I am getting the below error while accessing a Google Cloud Storage bucket for the first time via Cloudera CDH 6.3.3 Hadoop Cluster. I am running the command on the edge node where Google Cloud SDK is installed. Reachability of Google Storage is only possible via HTTP proxy as of now.

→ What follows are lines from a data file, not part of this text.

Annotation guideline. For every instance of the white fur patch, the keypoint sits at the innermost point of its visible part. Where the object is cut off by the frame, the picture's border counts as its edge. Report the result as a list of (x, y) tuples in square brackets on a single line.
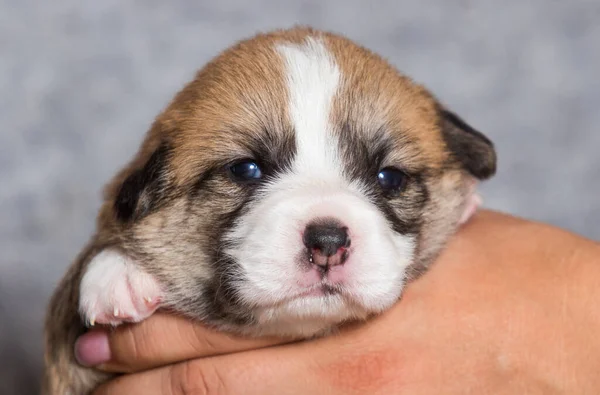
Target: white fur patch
[(114, 290), (270, 253)]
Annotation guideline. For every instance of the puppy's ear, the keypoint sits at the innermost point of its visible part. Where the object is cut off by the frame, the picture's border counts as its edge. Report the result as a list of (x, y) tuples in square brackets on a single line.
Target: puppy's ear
[(474, 151), (145, 188)]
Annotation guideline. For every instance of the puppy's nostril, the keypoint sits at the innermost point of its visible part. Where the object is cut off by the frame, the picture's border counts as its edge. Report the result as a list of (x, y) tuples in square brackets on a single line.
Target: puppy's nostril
[(326, 238)]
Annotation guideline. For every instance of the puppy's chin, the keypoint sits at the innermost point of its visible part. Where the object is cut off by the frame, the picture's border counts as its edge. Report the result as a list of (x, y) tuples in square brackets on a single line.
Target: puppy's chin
[(308, 316)]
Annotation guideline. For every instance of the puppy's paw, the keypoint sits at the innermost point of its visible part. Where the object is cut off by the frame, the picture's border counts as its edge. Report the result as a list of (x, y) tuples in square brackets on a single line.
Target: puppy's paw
[(114, 290), (474, 201)]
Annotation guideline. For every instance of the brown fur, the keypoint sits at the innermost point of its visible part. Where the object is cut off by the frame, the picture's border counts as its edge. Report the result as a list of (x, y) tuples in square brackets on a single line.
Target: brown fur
[(238, 97)]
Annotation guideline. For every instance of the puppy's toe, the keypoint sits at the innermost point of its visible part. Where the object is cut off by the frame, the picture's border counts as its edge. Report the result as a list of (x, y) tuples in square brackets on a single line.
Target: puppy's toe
[(114, 290)]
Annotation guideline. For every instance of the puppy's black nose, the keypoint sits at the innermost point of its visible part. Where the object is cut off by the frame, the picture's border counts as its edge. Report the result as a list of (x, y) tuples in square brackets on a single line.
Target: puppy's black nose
[(326, 237)]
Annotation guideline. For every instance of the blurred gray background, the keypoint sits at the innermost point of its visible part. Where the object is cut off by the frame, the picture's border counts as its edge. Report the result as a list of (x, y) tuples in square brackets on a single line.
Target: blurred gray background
[(80, 83)]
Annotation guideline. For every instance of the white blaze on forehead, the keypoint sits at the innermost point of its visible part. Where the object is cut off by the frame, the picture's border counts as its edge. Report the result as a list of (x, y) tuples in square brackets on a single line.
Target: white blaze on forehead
[(312, 80)]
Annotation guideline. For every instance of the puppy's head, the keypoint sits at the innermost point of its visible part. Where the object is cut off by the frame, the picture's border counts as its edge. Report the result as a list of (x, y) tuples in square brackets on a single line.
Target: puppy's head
[(297, 182)]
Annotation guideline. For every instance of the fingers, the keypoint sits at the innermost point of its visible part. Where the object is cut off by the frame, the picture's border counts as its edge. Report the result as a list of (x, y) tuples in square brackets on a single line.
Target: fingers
[(160, 340), (361, 358), (281, 370)]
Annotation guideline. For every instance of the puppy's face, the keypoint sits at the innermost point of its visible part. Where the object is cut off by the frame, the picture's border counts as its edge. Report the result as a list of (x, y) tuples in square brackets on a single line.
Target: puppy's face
[(297, 182)]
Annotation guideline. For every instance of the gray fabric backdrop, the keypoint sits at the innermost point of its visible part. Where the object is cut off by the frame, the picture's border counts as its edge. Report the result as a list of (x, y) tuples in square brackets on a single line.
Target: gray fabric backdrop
[(81, 81)]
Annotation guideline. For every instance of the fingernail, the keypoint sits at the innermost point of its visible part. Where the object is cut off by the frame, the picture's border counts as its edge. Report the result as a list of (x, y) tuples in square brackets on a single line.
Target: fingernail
[(92, 348)]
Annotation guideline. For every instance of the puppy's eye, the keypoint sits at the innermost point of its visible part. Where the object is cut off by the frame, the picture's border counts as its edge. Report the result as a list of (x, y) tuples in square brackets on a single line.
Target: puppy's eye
[(392, 180), (246, 170)]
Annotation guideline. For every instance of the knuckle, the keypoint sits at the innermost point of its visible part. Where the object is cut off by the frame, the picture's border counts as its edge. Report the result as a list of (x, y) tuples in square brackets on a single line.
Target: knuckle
[(191, 378), (204, 344)]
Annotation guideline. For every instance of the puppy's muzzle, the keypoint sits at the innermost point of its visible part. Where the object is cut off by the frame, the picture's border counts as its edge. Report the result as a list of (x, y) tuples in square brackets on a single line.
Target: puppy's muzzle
[(327, 242)]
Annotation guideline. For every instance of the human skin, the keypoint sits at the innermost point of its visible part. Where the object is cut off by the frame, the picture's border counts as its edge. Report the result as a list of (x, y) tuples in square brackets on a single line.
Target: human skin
[(510, 307)]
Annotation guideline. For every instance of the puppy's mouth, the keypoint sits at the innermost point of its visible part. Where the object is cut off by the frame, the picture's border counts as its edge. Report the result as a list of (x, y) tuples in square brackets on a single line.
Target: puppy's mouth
[(323, 291)]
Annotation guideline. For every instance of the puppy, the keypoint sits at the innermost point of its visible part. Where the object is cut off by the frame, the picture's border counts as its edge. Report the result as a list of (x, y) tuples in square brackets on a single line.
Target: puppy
[(299, 181)]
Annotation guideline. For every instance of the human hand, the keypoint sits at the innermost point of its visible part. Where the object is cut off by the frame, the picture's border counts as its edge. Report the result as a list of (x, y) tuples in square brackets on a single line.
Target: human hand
[(510, 307)]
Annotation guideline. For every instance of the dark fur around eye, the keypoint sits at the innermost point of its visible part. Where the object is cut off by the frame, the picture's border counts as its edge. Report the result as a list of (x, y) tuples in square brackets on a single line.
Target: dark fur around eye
[(401, 203), (143, 190)]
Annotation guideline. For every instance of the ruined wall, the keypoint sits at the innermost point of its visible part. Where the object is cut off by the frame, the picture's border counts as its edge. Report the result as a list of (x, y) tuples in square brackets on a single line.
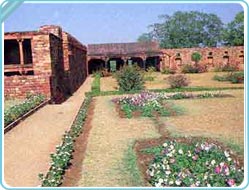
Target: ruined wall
[(75, 58), (210, 56), (17, 86)]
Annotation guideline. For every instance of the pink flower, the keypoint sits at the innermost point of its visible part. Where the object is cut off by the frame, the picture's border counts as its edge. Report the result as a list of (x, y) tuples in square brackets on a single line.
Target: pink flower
[(217, 170), (231, 182), (195, 157)]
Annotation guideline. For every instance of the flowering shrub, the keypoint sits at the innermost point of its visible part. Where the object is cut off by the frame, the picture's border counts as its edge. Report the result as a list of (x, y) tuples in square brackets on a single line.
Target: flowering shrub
[(178, 81), (150, 102), (61, 158), (16, 111), (130, 78), (194, 165), (233, 77)]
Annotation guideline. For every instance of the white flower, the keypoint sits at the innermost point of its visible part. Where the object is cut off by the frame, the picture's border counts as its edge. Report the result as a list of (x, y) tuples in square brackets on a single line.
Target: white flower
[(178, 182), (180, 151), (213, 162)]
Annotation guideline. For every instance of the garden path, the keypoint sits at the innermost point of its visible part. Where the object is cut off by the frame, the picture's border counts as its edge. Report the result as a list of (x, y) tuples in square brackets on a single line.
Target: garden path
[(27, 146), (108, 143)]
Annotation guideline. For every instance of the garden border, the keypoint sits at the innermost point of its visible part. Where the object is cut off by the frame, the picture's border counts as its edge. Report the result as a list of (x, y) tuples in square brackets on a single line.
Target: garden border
[(24, 116)]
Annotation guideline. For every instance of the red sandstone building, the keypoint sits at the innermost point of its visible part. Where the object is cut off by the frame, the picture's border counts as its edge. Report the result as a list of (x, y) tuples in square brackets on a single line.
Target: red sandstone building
[(52, 62), (48, 61)]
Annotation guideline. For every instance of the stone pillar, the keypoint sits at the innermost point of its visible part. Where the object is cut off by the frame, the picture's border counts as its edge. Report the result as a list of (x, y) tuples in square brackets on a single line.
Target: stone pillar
[(21, 55)]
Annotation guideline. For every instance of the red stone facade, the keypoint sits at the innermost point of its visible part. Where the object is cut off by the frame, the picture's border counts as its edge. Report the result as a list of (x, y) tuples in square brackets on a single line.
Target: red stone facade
[(149, 54), (35, 63), (210, 57)]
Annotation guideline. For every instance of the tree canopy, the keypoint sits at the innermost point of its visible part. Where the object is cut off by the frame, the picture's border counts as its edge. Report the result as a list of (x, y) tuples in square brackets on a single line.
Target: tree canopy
[(187, 29), (233, 34)]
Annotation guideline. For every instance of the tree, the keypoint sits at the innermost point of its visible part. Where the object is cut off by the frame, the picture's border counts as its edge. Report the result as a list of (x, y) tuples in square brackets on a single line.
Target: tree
[(187, 29), (145, 37), (233, 34)]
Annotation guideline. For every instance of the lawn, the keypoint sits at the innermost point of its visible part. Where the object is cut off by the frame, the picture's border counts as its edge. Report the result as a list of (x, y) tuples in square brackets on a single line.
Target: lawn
[(109, 158), (159, 82)]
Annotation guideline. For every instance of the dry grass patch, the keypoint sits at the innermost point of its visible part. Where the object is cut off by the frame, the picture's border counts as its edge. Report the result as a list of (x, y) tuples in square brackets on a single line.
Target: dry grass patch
[(220, 118), (200, 79)]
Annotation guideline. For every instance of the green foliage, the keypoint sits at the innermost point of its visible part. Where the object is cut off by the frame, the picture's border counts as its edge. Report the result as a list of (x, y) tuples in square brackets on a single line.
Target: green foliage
[(60, 160), (188, 68), (168, 70), (233, 77), (145, 37), (196, 57), (130, 78), (196, 164), (13, 113), (226, 68), (233, 34), (178, 81), (130, 168), (96, 83), (187, 29)]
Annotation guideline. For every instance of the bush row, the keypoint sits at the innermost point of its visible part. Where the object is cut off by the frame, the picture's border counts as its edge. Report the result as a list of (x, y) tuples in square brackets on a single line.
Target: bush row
[(16, 111), (96, 83), (60, 160), (233, 77)]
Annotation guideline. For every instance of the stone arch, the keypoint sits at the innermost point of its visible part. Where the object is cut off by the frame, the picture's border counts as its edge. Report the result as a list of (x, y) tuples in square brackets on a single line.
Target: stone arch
[(138, 61), (95, 65), (115, 64), (153, 61)]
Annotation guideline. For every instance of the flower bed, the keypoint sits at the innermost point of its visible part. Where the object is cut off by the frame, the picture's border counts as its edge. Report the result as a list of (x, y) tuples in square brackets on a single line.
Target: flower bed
[(194, 164), (148, 104), (60, 160), (16, 111)]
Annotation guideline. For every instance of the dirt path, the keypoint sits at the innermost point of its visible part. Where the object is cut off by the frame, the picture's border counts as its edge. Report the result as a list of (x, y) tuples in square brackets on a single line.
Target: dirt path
[(27, 147), (108, 141)]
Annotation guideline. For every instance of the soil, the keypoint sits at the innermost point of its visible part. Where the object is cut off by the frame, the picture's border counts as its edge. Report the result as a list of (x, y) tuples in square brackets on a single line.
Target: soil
[(27, 146)]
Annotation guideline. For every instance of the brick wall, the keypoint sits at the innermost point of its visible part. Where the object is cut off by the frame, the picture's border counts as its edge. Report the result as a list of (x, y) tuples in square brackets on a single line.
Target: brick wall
[(210, 56), (75, 59), (20, 86)]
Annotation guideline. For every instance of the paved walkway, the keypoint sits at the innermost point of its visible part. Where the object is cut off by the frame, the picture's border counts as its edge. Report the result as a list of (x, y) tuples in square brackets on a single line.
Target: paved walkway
[(27, 146)]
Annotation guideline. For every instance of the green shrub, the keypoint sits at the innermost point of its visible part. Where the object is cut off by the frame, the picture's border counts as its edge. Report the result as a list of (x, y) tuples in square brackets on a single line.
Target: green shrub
[(195, 164), (168, 70), (149, 78), (233, 77), (220, 78), (16, 111), (96, 83), (130, 78), (188, 68), (237, 77), (60, 160), (178, 81), (226, 68), (196, 57)]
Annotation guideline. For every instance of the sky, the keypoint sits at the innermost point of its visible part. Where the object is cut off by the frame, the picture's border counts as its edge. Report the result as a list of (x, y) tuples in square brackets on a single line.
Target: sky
[(93, 23)]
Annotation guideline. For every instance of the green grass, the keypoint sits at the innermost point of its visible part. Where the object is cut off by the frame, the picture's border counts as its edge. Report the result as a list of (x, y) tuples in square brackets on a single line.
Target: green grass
[(167, 90), (130, 169)]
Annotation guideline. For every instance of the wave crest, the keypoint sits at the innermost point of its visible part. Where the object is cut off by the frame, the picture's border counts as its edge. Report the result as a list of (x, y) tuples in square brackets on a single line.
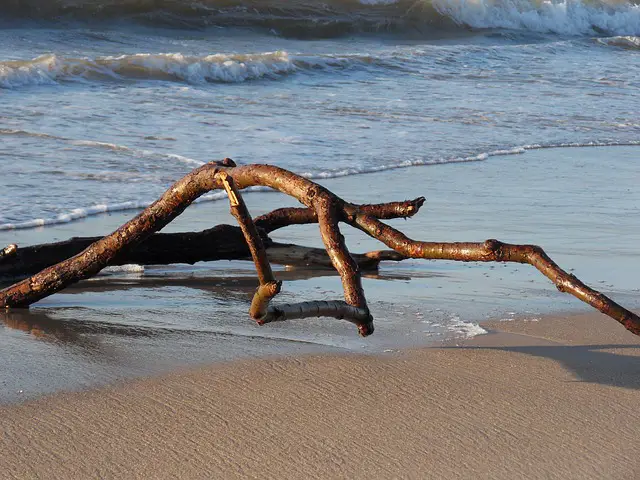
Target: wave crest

Cloudera CDH 6.3.3 cluster is on-prem.
Below is the command that I run
hadoop fs -ls gs://distcppoc-2021-08-09/
Error is:
ls: Error accessing: bucket: distcppoc-2021-08-09
Last few lines when the Hadoop command is run:
21/08/10 21:07:42 DEBUG fs.FileSystem: looking for configuration option fs.gs.impl 21/08/10 21:07:42 DEBUG fs.FileSystem: FS for gs is class com.google.cloud.hadoop.fs.gcs.GoogleHadoopFileSystem ls: Error accessing: bucket: distcppoc-2021-08-09
Below are the configurations that are added to Cluster-wide Advanced Configuration Snippet (Safety Valve) for core-site.xml in Cloudera Manager --> HDFS --> Configurations
fs.gs.working.dir - /
fs.gs.path.encoding - uri-path
fs.gs.auth.service.account.email - serviceaccount@dummyemail.iam.gserviceaccount.com
fs.gs.auth.service.account.private.key.id - <value>52d6ad0c6ecb7f6da9
fs.gs.auth.service.account.private.key - MIIEvgIBADANBgkq<FULL PRIVATE KEY>MMASBjSOTA1j+jL
Restarted HDFS Services.
gsutil command works fine when it is run from an on-prem cluster.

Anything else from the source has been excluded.